Question

Find an equation of the tangent line to the ellipse: x^2/a^2+ y^2/b^2 = 1 at the point (x0,y0)?

Answer 1

Do you already have your tangent line?

Answer 2

Yeah
The tangent line is supposed to be (x0x)/a^2 + y0y/b^2

Answer 3

I can't seem to simplify my answer to get that.

Answer 4

=1

Answer 5

Wasn't that supposed to be the ellipse?

Answer 6

Nope. The ellipse is x^2/a^2+ y^2/b^2 = 1. It's really similar though. I'm kinda wondering if my textbook messed up or something.

Answer 7

Are you in Calc AB? Or BC?

Answer 8

Uh... I'm in IB Math HL, so I'm not sure. What I'm doing is right after Pre-Calc though.

Answer 9

Ahhh, I see.

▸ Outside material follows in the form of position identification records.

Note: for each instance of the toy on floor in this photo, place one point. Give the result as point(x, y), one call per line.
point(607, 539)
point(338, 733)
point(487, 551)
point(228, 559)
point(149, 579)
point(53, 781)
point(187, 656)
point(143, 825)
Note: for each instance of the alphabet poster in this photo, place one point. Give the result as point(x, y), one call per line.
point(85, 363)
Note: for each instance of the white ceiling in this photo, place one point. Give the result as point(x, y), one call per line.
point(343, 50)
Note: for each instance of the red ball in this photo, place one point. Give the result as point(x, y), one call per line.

I'm in Calc AB, but I think what my teacher told me might help. The slope of a line (like, say, maybe a tangent line) is -A/B. What's really confusing me about this are the variables that are being used. I'm used to working with the actual numbers instead of a and b.

Answer 10

Yeah, I know what you mean. I breezed through the number questions, but I just got a bit stuck here.

Answer 11

You might also want to take the derivative of the actual ellipse (though, I'm not sure if they teach that in IB Math; I'm thinking they do?). Then you would find out with the derivative of the ellips is equal to the tangent line's slope (-A/B).

Answer 12

Yeah, I took the derivative then got\[{2b ^{3}x(a-a'x) + 2ya ^{3}(y'b-b'y)}\div(a ^{3}b ^{3})\]

Answer 13

I'm trying to simplify it by inserting it into y-y1 = m(x-x1), but it isn't goign so well.

Answer 14

The entire equation should be equal to 0 (the one you just wrote out), and wherever you have y', there is also a dy/dx (the thing you're after). Once you get dy/dx by itself, that's the derivative. Then you find where that equals the slope of your ellipse at -A/B, and your tangent line would be (y-y1)=(dy/dx)(x-x1).

Answer 15

Ah, I hate expanding. I'll see if that'll work, thanks either way!

Answer 16

Oh, and a and b should be arbitrary, so their derivatives should be zero.

Answer 17

oh right I forgot that. that should help things.

Answer 18

so treating a and b as constants instead of variables got me a lot father: I ended up with \[y0(y-y0)\div b ^{2}=x0(x0-x)\div a ^{2}\]

Answer 19

You think there's any way I can get a 1 out of that mess?

Answer 20

You don't need a 1, right? 1 is just what the original ellipse is equal to. the derivative is the slope at a specific point. Where's your dy/dx?

Answer 21

The y' is \[(-xb^{2})\div (ya^{2})\]

Answer 22

Alright, and since, at the end of the question, you were asked to find he tangent line (the line of the slope) at the point (x0,y0), you would first plug x0 and y0 into your y'. What y' ends up equaling is the m in your equation (y-y1)=m(x-x1). And x1 and y1 are x0 and y0. That would be your tangent line.

Answer 23

yup. that's how I got y0(y−y0)÷b2=x0(x0−x)÷a2

Answer 24

no wait I think I got it

Answer 25

If I use the original equation, x0^2/a^2 = 1- y0^2/b^2 right?

Answer 26

So if I plug that into the equation I got above... the two y0^2/b^2 cancel and I'm left with 1!

Answer 27

=) Is your questioned answered now?

Answer 28

yup thanks :D

Answer 29

No problem, glad I could be of help ^-^.

Answer 30

Wish I could help you out but your question's way beyond my ability. if no one answers here you could try Yahoo Answers. There's some pretty smart people on there sometimes.

Answer 31

Alright, and don't sweat it ;). I'll go ahead and try that now since It's getting close to 9:30 and I've still got to finish my paper.

Answer 32

Good luck!